If placed within the robots.txt file the below directive would prohibit the bing spiders from crawling and indexing the ‘widgets’ directory. User-agent: bingbot Disallow: /widgets To learn more about the robots.txt file, please see our robots.txt Tutorial (going live soon!)
Thin content describes, both, pages which have very little content, or pages which may have a lot of content of little value. The latter is more accurate a description as there can be pages with very little content which are useful (i.e., if a topic only takes a few sentences to cover/describe, then it is not necessary to generate a encyclopedic volumes of content for it).
According to Matt Cutts, the head of Google’s web spam team, thin content contributes either very little or no new information to a given search. This problem is particularly common for e-commerce sites that may have hundreds or thousands of pages for different products with only minimal product details and information.
The best long-term solution to this problem is simply to create unique content for every web page which might contain duplicate or lackluster information. By supplementing repeated information with sections of unique text, like a thorough description, review, opinion, video, or brief editorial, webmasters can increase their website’s relevance to search engines.
The canonical can be used to help avoid creating duplicate content by specifying the original publication page of a piece of content. One specific use for the canonical tag would be on a page which lists products, and that has sorting functions which produce different URLs depending on how the products are being sorted. In this case, any variation in sorting from the default presentation can utilize a canonical tag to indicate that the the original URL is the only one that should be indexed.
The canonical tag on www.example.com/widgets.html&sort=price would look like this and be placed in the <head> of the document.

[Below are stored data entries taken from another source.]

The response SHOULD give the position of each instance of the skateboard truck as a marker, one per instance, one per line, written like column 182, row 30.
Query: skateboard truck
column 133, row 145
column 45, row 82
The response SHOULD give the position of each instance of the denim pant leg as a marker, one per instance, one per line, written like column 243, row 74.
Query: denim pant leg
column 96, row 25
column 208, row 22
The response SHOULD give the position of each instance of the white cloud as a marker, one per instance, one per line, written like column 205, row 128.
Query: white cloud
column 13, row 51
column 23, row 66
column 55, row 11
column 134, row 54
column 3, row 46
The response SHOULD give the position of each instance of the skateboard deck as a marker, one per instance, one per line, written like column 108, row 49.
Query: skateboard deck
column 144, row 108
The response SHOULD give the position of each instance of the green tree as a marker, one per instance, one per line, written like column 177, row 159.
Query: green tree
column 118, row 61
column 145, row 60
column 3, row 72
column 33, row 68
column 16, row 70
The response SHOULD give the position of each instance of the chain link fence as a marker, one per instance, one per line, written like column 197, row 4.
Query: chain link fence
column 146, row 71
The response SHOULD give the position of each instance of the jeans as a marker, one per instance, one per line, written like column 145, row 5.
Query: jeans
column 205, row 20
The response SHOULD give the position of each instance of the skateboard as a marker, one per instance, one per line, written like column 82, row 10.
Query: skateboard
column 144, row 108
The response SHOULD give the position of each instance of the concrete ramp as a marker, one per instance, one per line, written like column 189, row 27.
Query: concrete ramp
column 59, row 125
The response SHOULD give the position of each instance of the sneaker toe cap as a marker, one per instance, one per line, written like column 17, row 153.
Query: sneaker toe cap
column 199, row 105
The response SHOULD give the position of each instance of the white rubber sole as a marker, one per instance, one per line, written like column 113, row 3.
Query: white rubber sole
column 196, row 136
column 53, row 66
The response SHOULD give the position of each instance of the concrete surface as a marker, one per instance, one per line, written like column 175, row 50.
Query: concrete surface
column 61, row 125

<link rel=”canonical” href=”http://www.example.com/widgets.html”>
For example, if a webpage is listing a variety of widgets, and has the URL www.example.com/widgets.html, and offers a sorting link (www.example.com/widgets.html&sort=price) to allow for the widgets to be sorted based on price, then it will become necessary to utilize the canonical tag on www.example.com/widgets.html&sort=price to indicate that the original content is housed at www.example.com/widgets.html, and that www.example.com/widgets.html&sort=price should not be indexed.